Validation of a customized method for estimation of torso AF biomarkers from the atria: a computational-clinical study

Camila Restivo1, Gabriel Costa1, Italo Sandoval Ramos de Oliveira2, Maria de la Salud Guillem Sánchez3, Joao Salinet1
1HEartLab, Federal University of ABC, 2Universidade Federal do ABC, 3Universitat Politècnica de València


Abstract

Aims: this study aims evaluating the influence on the forward solution AF torso biomarkers under atrial signals noise, morphological torso and atria alteration, and number of atria electrodes.

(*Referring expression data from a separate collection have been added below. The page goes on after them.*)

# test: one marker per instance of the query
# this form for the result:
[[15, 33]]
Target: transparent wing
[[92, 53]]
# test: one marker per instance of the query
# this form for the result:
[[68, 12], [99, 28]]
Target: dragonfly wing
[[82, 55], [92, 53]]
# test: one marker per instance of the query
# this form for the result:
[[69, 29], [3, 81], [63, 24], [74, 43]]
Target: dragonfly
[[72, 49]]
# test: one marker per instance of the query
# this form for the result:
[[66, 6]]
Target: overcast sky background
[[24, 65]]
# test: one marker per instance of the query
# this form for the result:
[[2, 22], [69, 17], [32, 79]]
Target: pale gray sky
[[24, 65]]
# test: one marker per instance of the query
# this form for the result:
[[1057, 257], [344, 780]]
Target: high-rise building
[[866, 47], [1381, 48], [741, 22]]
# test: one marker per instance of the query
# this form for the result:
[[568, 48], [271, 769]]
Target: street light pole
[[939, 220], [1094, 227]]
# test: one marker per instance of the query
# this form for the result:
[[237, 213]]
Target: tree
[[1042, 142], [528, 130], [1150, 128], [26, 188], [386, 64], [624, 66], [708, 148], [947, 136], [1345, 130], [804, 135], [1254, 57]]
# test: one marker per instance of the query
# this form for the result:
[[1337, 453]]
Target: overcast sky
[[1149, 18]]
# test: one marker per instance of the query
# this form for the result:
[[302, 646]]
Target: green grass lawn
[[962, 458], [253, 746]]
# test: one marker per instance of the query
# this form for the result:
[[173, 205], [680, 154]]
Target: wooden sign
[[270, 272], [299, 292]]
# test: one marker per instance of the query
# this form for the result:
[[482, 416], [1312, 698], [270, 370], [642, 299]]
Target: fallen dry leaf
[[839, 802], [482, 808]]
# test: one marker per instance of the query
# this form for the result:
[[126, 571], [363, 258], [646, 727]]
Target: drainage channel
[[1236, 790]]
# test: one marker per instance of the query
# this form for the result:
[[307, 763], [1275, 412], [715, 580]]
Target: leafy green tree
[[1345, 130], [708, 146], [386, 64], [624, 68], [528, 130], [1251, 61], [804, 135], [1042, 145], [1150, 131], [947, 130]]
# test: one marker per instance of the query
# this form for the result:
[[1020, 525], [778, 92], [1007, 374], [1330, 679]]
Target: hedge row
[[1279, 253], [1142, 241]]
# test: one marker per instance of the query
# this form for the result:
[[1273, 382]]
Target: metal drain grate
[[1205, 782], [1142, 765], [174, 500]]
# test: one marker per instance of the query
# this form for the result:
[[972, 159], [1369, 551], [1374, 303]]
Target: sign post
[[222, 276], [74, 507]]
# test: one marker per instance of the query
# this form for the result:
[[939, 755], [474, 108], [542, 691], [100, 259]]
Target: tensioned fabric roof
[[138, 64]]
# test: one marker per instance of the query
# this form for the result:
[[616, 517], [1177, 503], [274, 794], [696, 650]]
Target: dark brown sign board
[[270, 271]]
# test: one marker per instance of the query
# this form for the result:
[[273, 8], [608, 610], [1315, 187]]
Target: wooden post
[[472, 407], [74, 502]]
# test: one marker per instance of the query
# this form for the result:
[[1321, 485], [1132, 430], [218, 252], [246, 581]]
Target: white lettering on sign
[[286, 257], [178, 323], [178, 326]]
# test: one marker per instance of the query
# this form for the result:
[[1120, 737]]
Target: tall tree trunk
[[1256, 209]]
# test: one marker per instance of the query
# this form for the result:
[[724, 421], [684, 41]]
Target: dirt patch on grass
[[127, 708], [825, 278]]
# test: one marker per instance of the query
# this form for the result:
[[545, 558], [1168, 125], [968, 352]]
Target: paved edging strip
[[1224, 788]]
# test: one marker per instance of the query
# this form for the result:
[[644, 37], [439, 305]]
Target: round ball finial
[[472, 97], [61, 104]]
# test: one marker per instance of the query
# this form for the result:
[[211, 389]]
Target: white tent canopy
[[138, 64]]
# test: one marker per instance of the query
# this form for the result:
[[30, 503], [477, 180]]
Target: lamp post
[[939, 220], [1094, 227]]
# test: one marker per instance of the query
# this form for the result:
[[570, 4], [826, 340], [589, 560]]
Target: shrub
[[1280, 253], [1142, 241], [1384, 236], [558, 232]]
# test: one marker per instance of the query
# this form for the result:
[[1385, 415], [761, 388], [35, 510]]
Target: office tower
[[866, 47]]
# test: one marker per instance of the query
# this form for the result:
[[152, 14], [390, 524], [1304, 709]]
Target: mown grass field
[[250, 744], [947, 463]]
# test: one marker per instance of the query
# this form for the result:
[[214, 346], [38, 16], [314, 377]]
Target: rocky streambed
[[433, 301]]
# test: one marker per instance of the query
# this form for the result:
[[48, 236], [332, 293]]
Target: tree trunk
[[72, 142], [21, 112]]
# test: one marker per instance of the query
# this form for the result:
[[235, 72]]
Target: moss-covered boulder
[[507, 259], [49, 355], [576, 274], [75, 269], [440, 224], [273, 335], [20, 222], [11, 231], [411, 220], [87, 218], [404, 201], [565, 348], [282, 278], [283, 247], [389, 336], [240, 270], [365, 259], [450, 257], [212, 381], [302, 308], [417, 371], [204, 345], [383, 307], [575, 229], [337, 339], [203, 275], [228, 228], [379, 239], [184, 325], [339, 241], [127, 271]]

Methods: 2,048 atrial epicardium electrograms (AEGs) from 5 AF mathematical models are used to estimate 771 body surface potentials (BSPs) through the Boundary Element Method. The BSPs and respective frequency/phase maps of are obtained after: (i) introduction of noise in the AEGs (White Gaussian noise, SNR: -3 to 60 dB), (ii) 3D geometry torso/atria modification according to the phases of the cardiorespiratory cycle, and (iii) reduction in electrodes (from 2,048 to 256, 128, 64 e 32; interpolation methods: Linear/Laplacian). Then, from these generated maps, 15 biomarkers are calculated. To reduce biomarkers disparity, a Butterworth bandpass filter (BPF) at different cut-off frequencies (0.5-30, 3-30 and HDF±1 Hz) is applied on the AEGs prior BSPs estimation. The above methodology was extended to two AF patients (EDGAR database). Torso/atria geometries were segmented using SEG3D, and meshes obtained with Cleaver.

Results: The estimation of AF BSPs, in different noise ranges, limits the effectiveness of the forward solution. Phase biomarkers are sensitive to the AEGs’ pre-processing strategy. The BPF around HDF showed the best agreement between the different SNR levels. Due to the 3D morphological changes, HDF areas variability increased. Furthermore, phase biomarkers showed to be more sensitive reducing number of electrodes/interpolation, for example filaments/s (771 leads: 6.4±1.1; 128 leads/Laplacian: 1.1± 0.6; 128 leads/Linear: 2.3±1.5). The patient data shows filaments with short durations and spread across the torso, similar to models.

Conclusion: A narrow BPF and if needed, the Laplace interpolation, should be applied prior estimation of torso’s signals. Moreover, the torso and atria 3D variants morphologies from the cardiorespiratory cycle, should be taken into account for AF forward solution studies.